[70] SSD: Single Shot MultiBox Detector

TL;DR

task : real-time object detection
problem : Unlike other Faster RCNNs that do region proposal + pooling, we want to predict box and cls at once.
idea : Similar to anchor in Faster RCNN, get the relative localization (dx, dy, dw, dh) for default boxes with different size / ratio for each feature map and get the confidence for all classes. Do this for multi-scale features.
architecture : Attach multi-scale feature maps to VGG-16 (so that the feature maps become progressively smaller). For each feature map, attach a head that predicts (num of classes + 4(=coordinates)) * num of default boxes with a head that predicts.
objective : Weighted sum of cross entropy loss and localization loss for class confidence. boxes candidates and gt match all with jaccard > 0.5.
baseline : Faster RCNN, YOLO
data : PASCAL VOC, COCO, ILSVRC
result : Faster RCNN, faster inference and better performance than YOLO
contribution : region proposal all at once, without any !
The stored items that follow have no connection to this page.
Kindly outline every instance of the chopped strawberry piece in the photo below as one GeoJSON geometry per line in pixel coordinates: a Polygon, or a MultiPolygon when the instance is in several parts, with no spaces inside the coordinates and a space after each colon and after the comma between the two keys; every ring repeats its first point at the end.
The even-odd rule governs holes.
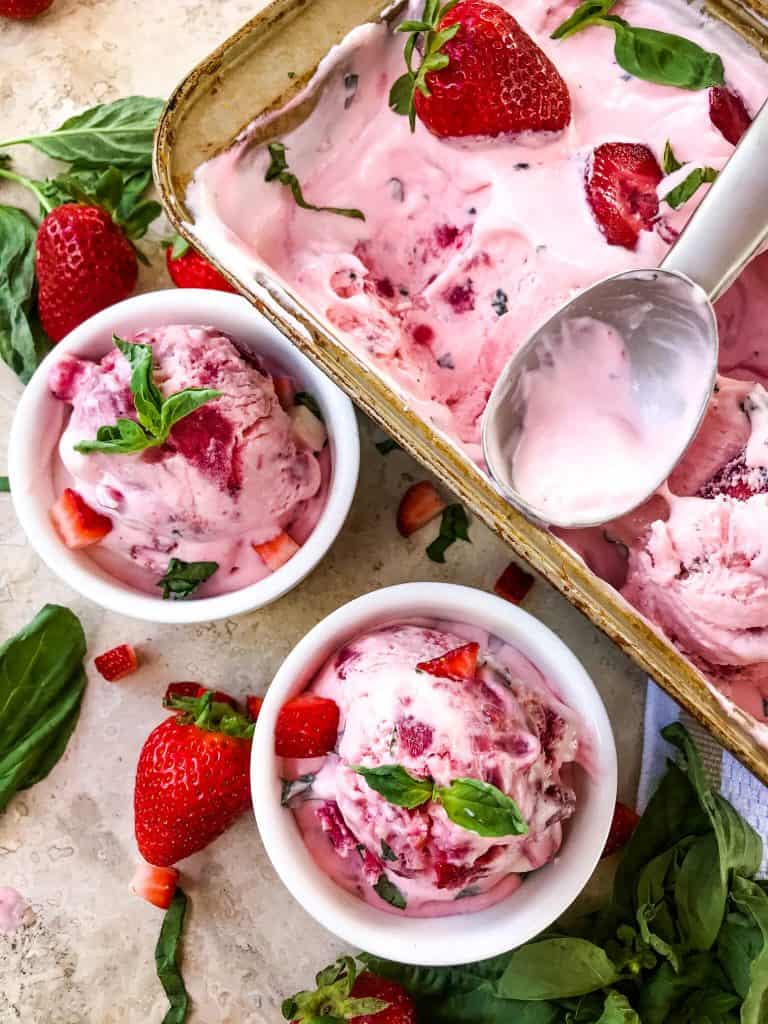
{"type": "Polygon", "coordinates": [[[662,177],[647,146],[606,142],[597,147],[587,170],[587,201],[609,245],[636,249],[640,232],[653,228],[662,177]]]}
{"type": "Polygon", "coordinates": [[[717,130],[734,146],[752,124],[749,111],[738,93],[723,85],[709,90],[709,119],[717,130]]]}
{"type": "Polygon", "coordinates": [[[746,501],[755,494],[768,491],[768,471],[762,466],[748,466],[746,452],[727,462],[722,469],[699,488],[699,498],[717,498],[725,495],[736,501],[746,501]]]}
{"type": "Polygon", "coordinates": [[[299,550],[296,541],[287,533],[278,533],[264,544],[254,544],[253,550],[271,572],[277,572],[299,550]]]}
{"type": "Polygon", "coordinates": [[[413,715],[408,715],[397,723],[397,738],[411,757],[421,757],[426,753],[432,746],[434,737],[432,726],[418,721],[413,715]]]}
{"type": "Polygon", "coordinates": [[[474,679],[477,671],[477,656],[480,653],[480,644],[464,644],[456,647],[439,658],[431,661],[420,661],[416,666],[417,672],[427,672],[438,679],[474,679]]]}
{"type": "Polygon", "coordinates": [[[512,604],[520,604],[534,584],[533,576],[521,569],[517,562],[510,562],[493,585],[495,593],[512,604]]]}
{"type": "Polygon", "coordinates": [[[429,480],[420,480],[409,487],[397,510],[397,528],[404,537],[426,526],[445,508],[437,488],[429,480]]]}
{"type": "Polygon", "coordinates": [[[616,802],[611,831],[608,833],[602,853],[603,857],[610,857],[612,853],[617,853],[627,845],[632,838],[632,833],[637,828],[638,821],[640,821],[640,815],[636,811],[627,807],[626,804],[616,802]]]}
{"type": "Polygon", "coordinates": [[[293,400],[296,394],[296,389],[293,386],[293,381],[290,377],[273,377],[272,384],[277,395],[277,400],[280,405],[287,412],[293,408],[293,400]]]}
{"type": "Polygon", "coordinates": [[[96,512],[77,491],[67,488],[51,506],[53,525],[68,548],[85,548],[96,544],[112,529],[112,521],[96,512]]]}
{"type": "Polygon", "coordinates": [[[339,707],[327,697],[302,693],[280,709],[275,726],[279,757],[322,757],[336,746],[339,707]]]}
{"type": "Polygon", "coordinates": [[[98,658],[94,658],[93,663],[96,670],[110,683],[124,679],[139,667],[136,651],[130,644],[113,647],[111,651],[106,651],[98,658]]]}
{"type": "MultiPolygon", "coordinates": [[[[204,693],[208,692],[208,687],[203,686],[201,683],[169,683],[163,697],[163,706],[168,707],[171,700],[174,697],[202,697],[204,693]]],[[[237,711],[237,701],[234,697],[230,697],[228,693],[223,693],[221,690],[213,691],[213,699],[218,704],[229,704],[231,708],[237,711]]]]}
{"type": "Polygon", "coordinates": [[[435,863],[435,884],[438,889],[456,889],[466,885],[474,873],[474,865],[452,864],[449,860],[435,863]]]}
{"type": "Polygon", "coordinates": [[[176,892],[178,880],[179,872],[176,868],[155,867],[154,864],[142,861],[131,880],[131,892],[147,903],[167,910],[176,892]]]}
{"type": "Polygon", "coordinates": [[[293,433],[297,441],[305,445],[310,451],[319,452],[323,450],[328,440],[328,431],[321,419],[308,409],[306,405],[294,405],[288,410],[293,424],[293,433]]]}
{"type": "Polygon", "coordinates": [[[263,697],[249,696],[245,698],[245,713],[248,715],[252,722],[255,722],[261,713],[261,707],[264,703],[263,697]]]}

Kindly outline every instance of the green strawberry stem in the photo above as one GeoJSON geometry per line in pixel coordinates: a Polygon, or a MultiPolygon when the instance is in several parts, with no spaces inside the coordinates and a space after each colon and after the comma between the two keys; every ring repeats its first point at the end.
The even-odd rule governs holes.
{"type": "Polygon", "coordinates": [[[196,725],[205,732],[223,732],[236,739],[249,740],[253,736],[255,723],[229,704],[214,700],[211,690],[200,697],[172,696],[166,707],[181,711],[179,717],[184,725],[196,725]]]}
{"type": "MultiPolygon", "coordinates": [[[[8,143],[3,143],[4,146],[8,143]]],[[[46,213],[50,213],[53,209],[53,203],[48,199],[43,192],[37,187],[37,183],[31,178],[25,178],[23,174],[16,174],[15,171],[9,171],[5,167],[0,167],[0,178],[6,181],[13,181],[17,185],[22,185],[24,188],[28,188],[30,192],[34,193],[40,206],[46,213]]]]}

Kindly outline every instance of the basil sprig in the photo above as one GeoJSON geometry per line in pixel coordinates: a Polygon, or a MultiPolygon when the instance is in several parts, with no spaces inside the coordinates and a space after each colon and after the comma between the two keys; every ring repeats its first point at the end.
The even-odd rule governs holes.
{"type": "Polygon", "coordinates": [[[698,192],[702,185],[711,185],[717,179],[714,167],[695,167],[691,173],[664,196],[664,202],[673,210],[679,209],[698,192]]]}
{"type": "Polygon", "coordinates": [[[351,767],[371,789],[397,807],[413,810],[434,800],[442,804],[454,824],[480,836],[500,838],[528,834],[528,825],[515,801],[489,782],[460,778],[449,786],[438,786],[429,777],[415,778],[399,764],[351,767]]]}
{"type": "Polygon", "coordinates": [[[457,540],[469,540],[469,519],[463,505],[449,505],[443,510],[440,533],[427,547],[427,557],[433,562],[445,562],[445,552],[457,540]]]}
{"type": "Polygon", "coordinates": [[[704,50],[684,36],[636,28],[609,12],[617,0],[586,0],[552,33],[567,39],[591,25],[613,29],[617,64],[646,82],[679,89],[709,89],[725,85],[725,68],[719,54],[704,50]]]}
{"type": "Polygon", "coordinates": [[[0,813],[64,753],[85,691],[84,657],[80,621],[59,605],[0,647],[0,813]]]}
{"type": "Polygon", "coordinates": [[[405,910],[408,906],[408,901],[405,896],[400,892],[395,883],[384,871],[379,875],[378,881],[373,887],[373,891],[380,896],[385,903],[388,903],[391,907],[395,907],[396,910],[405,910]]]}
{"type": "Polygon", "coordinates": [[[685,729],[602,909],[511,953],[460,967],[360,959],[441,1024],[764,1024],[763,844],[715,792],[685,729]]]}
{"type": "Polygon", "coordinates": [[[163,1024],[184,1024],[187,1019],[189,996],[178,963],[186,909],[187,897],[177,889],[163,917],[155,946],[155,969],[169,1004],[163,1024]]]}
{"type": "Polygon", "coordinates": [[[158,587],[163,588],[163,600],[180,601],[189,597],[218,568],[218,562],[182,562],[180,558],[172,558],[165,575],[157,581],[158,587]]]}
{"type": "Polygon", "coordinates": [[[351,956],[340,956],[315,978],[313,992],[297,992],[284,999],[280,1007],[285,1020],[310,1024],[343,1024],[357,1017],[374,1017],[386,1010],[389,1003],[374,996],[356,997],[352,989],[357,980],[357,964],[351,956]]]}
{"type": "Polygon", "coordinates": [[[361,210],[347,209],[341,206],[315,206],[308,203],[301,191],[299,179],[288,169],[288,161],[285,157],[285,146],[282,142],[270,142],[267,145],[269,150],[269,167],[264,175],[264,181],[279,181],[291,190],[294,202],[302,210],[315,210],[317,213],[337,213],[340,217],[352,217],[355,220],[365,220],[365,214],[361,210]]]}
{"type": "Polygon", "coordinates": [[[154,381],[152,346],[123,341],[116,334],[112,340],[131,365],[131,393],[139,421],[120,418],[117,423],[99,427],[96,439],[79,441],[76,452],[130,455],[165,444],[174,424],[221,396],[213,388],[185,388],[163,398],[154,381]]]}
{"type": "Polygon", "coordinates": [[[457,3],[458,0],[448,0],[448,3],[441,5],[440,0],[425,0],[424,10],[418,21],[401,21],[395,29],[396,32],[408,34],[403,51],[405,66],[408,70],[395,81],[390,89],[389,106],[396,114],[402,114],[408,118],[412,132],[416,130],[416,106],[414,103],[416,93],[420,92],[422,96],[431,96],[427,85],[427,73],[440,71],[450,63],[448,54],[443,53],[442,49],[445,43],[453,39],[461,26],[456,22],[447,28],[438,30],[438,25],[457,3]],[[423,39],[420,48],[421,61],[418,68],[414,70],[413,54],[419,37],[423,39]]]}
{"type": "Polygon", "coordinates": [[[35,310],[35,226],[0,206],[0,358],[24,384],[49,350],[35,310]]]}

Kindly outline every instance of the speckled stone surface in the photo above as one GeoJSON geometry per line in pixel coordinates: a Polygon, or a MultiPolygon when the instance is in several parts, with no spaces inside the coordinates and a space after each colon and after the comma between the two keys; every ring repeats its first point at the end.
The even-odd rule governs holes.
{"type": "MultiPolygon", "coordinates": [[[[0,137],[53,127],[118,96],[166,95],[259,6],[247,0],[56,0],[32,24],[0,20],[0,137]]],[[[53,169],[27,147],[18,147],[14,158],[27,173],[53,169]]],[[[0,202],[22,198],[0,183],[0,202]]],[[[158,225],[144,245],[153,263],[142,271],[144,289],[168,285],[156,244],[164,230],[158,225]]],[[[20,392],[0,365],[0,473],[20,392]]],[[[152,626],[102,612],[40,563],[10,498],[0,495],[0,636],[21,627],[46,601],[66,604],[86,629],[90,677],[63,760],[0,818],[0,886],[20,890],[35,916],[14,936],[0,935],[0,1024],[162,1020],[167,1004],[153,960],[161,913],[132,897],[128,882],[135,860],[133,771],[144,737],[163,715],[167,682],[196,678],[237,695],[263,692],[292,645],[343,602],[406,580],[489,588],[507,563],[504,546],[477,522],[472,544],[454,546],[445,566],[424,554],[434,527],[400,538],[394,529],[398,498],[424,474],[400,452],[382,458],[373,446],[379,435],[367,422],[361,427],[360,485],[329,557],[276,605],[217,624],[152,626]],[[105,683],[93,672],[92,657],[123,641],[138,647],[142,668],[121,683],[105,683]]],[[[621,794],[631,800],[644,700],[640,671],[542,581],[526,608],[592,673],[616,732],[621,794]]],[[[278,1021],[281,998],[308,984],[339,943],[282,888],[248,815],[183,869],[190,897],[183,952],[194,1002],[190,1021],[278,1021]]],[[[600,883],[593,882],[591,894],[600,883]]]]}

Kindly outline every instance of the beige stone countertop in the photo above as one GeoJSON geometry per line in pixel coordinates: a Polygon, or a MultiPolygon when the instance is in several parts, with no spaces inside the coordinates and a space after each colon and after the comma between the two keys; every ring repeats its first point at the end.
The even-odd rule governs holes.
{"type": "MultiPolygon", "coordinates": [[[[167,95],[259,6],[258,0],[56,0],[33,23],[0,20],[0,137],[55,127],[119,96],[167,95]]],[[[26,172],[54,169],[27,147],[18,147],[14,159],[26,172]]],[[[0,202],[23,198],[0,183],[0,202]]],[[[169,286],[156,244],[163,234],[164,225],[157,226],[144,244],[153,266],[142,271],[143,289],[169,286]]],[[[20,393],[0,365],[0,473],[20,393]]],[[[167,1002],[153,958],[162,915],[131,896],[128,883],[136,858],[134,767],[144,738],[164,715],[160,699],[169,681],[200,679],[237,696],[262,693],[299,638],[359,594],[407,580],[492,588],[509,553],[481,523],[472,523],[472,544],[452,547],[444,566],[424,553],[436,524],[407,541],[397,534],[399,497],[424,473],[402,452],[379,455],[374,440],[380,435],[362,418],[361,431],[360,484],[330,555],[277,604],[209,625],[153,626],[90,604],[42,565],[25,542],[10,497],[0,495],[0,637],[55,601],[80,616],[89,642],[89,687],[64,758],[0,818],[0,886],[19,889],[35,914],[29,927],[0,935],[0,1024],[162,1020],[167,1002]],[[109,684],[93,671],[92,658],[120,642],[137,646],[142,667],[109,684]]],[[[620,795],[632,801],[642,673],[543,581],[525,607],[574,649],[595,679],[616,732],[620,795]]],[[[183,973],[194,1004],[191,1024],[281,1019],[281,999],[308,985],[340,944],[282,887],[249,814],[184,862],[183,876],[190,900],[183,973]]]]}

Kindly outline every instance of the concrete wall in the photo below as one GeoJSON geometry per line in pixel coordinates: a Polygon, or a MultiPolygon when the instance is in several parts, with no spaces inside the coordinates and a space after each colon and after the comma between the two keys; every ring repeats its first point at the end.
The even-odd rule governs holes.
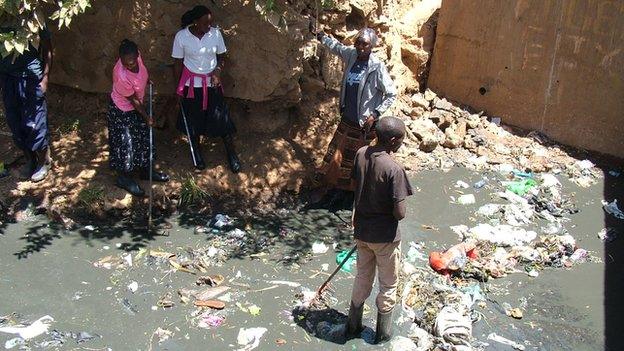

hard negative mining : negative the one with the highest confidence loss in each default box. positive : negative so that negative = 1: 3(=num of default boxes).
augmentation : random crop so that the jaccard of objects is above a threshold. enter augmentation for small objects.
faster RCNN : anchor and default boxes are the same concept~! It seems like the motivation of faster RCNN is different because it doesn’t use multi-scale feature. There is also a two-stage, one-stage difference.